In our Faux PaaS project, we need a backup plan – or rather, a restore plan.
On each SQL Server instance, clients can create as many databases as they want, anytime they want, with no human intervention. We need those databases covered by disaster recovery as quickly as practical.
SQL Server’s newer disaster recovery options – Always On Availability Groups and async database mirroring – have a few drawbacks. They require configuration for each new database, and they can hit worker thread exhaustion as you grow to hundreds or thousands of protected databases.
That’s where old-school log shipping comes in.
Log shipping (Books Online) isn’t just a built-in feature – it’s more of a technique that’s been around forever. In essence:
- The primary takes a log backup every X minutes
- The secondary watches that file share, and restores any new log backups that show up
SQL Server has their implementation of log shipping built right into the product, and it’s great – having stood the test of time for over a decade. (When’s the last time you saw a Cumulative Update that fixed a log shipping bug?) Normally, given the choice between reusing Microsoft’s code versus writing my own, I’ll take theirs every time.
Native log shipping isn’t perfect, though. We had a few ambitious requirements that SQL Server’s implementation didn’t quite meet:
- Zero setup for newly added databases
- Zero communication between the primary and secondary servers
- High throughput to keep up with hundreds or thousands of databases, but without hundreds or thousands of jobs running simultaneously
- Open source the whole thing so you can find our bugs
To make log shipping scale, we built sp_AllNightLog.

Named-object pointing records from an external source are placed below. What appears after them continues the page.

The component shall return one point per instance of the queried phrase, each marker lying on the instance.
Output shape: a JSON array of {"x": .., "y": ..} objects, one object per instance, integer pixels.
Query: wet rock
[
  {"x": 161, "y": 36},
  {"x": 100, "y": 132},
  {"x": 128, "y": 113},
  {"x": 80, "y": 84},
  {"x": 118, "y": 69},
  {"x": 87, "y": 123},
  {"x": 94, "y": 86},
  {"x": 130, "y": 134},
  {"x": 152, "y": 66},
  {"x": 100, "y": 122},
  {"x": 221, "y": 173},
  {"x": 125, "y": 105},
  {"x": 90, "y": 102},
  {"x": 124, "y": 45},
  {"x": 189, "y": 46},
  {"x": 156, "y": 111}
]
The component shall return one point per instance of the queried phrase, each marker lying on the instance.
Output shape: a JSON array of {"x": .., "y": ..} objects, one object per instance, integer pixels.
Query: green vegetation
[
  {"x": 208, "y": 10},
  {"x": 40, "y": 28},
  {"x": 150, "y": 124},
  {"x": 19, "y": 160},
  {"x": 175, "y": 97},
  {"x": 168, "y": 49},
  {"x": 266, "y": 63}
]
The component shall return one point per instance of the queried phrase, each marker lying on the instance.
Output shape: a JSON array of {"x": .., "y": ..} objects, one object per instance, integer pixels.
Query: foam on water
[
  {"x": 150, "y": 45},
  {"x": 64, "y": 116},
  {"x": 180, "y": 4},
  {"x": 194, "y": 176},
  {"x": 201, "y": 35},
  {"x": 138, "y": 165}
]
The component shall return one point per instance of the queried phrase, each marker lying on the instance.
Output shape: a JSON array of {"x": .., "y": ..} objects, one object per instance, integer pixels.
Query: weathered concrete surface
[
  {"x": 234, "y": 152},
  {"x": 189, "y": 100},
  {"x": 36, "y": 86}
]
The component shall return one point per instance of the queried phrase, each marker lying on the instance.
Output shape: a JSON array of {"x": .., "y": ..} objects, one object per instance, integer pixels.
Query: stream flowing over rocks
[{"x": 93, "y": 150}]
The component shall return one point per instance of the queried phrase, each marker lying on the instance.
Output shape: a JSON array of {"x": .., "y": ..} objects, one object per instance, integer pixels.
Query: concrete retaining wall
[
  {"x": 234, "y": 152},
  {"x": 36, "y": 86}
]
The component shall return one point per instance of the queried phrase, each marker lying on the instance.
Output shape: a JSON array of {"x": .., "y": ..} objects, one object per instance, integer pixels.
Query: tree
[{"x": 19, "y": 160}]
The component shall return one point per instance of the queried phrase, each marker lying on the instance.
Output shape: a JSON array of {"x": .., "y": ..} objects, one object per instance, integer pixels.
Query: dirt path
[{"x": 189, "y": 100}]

On the primary server, multiple Agent jobs take backups simultaneously across lots of databases using Ola Hallengren’s proven DatabaseBackup proc. You control the backup frequency and the number of Agent jobs to balance recoverability against performance overhead.
On the restoring server, same thing, but with sp_DatabaseRestore – multiple Agent jobs watch folders for incoming files, and restore ’em. Just like with regular log shipping, you can control the job schedules, so you can use the servers for read-only reporting workloads during the day, then catch ’em back up to current overnight.

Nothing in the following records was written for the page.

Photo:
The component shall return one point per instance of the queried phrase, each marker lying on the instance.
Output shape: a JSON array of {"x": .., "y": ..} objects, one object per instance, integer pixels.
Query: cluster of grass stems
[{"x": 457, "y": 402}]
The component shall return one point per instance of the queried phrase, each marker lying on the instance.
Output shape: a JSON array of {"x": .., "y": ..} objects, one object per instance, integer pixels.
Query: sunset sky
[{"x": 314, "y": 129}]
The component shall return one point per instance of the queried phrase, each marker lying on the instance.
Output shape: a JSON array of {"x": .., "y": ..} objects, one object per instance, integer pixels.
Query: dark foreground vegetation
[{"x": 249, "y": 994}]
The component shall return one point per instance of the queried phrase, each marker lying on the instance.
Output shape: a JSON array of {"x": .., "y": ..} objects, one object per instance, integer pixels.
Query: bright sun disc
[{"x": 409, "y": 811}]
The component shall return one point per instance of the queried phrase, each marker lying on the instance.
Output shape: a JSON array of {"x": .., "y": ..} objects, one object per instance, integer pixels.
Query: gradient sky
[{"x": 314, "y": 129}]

You can install the restore side of it on multiple servers, in multiple locations, too. Here’s a sketch-out of a more advanced implementation similar to one we’re doing for the Faux PaaS project:
To learn more:
- Read the sp_AllNightLog documentation
- Download the free First Responder Kit (and check out Tara’s white paper in there about disaster recovery in Google Cloud)
- For interactive help, visit the #FirstResponderKit channel in the SQL Server community Slack (just be patient, community members aren’t always around in the Slack room)
- To file a bug, hit the Github Issues
I do expect to see lots of bugs in here for now – this hasn’t gone into production anywhere yet, only into our testing labs, so I’m sure we’re going to discover neat stuff over the next few weeks. If you choose to put it in production, I’d highly recommend watching the Github repo (click the Watch icon at the top right when you’re logged in) to get emails as people find bugs.
We’d like to thank kCura for making this open source project possible, and thank Google Compute Engine for helping us lay the foundation with sp_DatabaseRestore. I’m a huge believer in partnering with clients to not just make their own projects happen, but help you, dear reader, by contributing this work back into the open source community.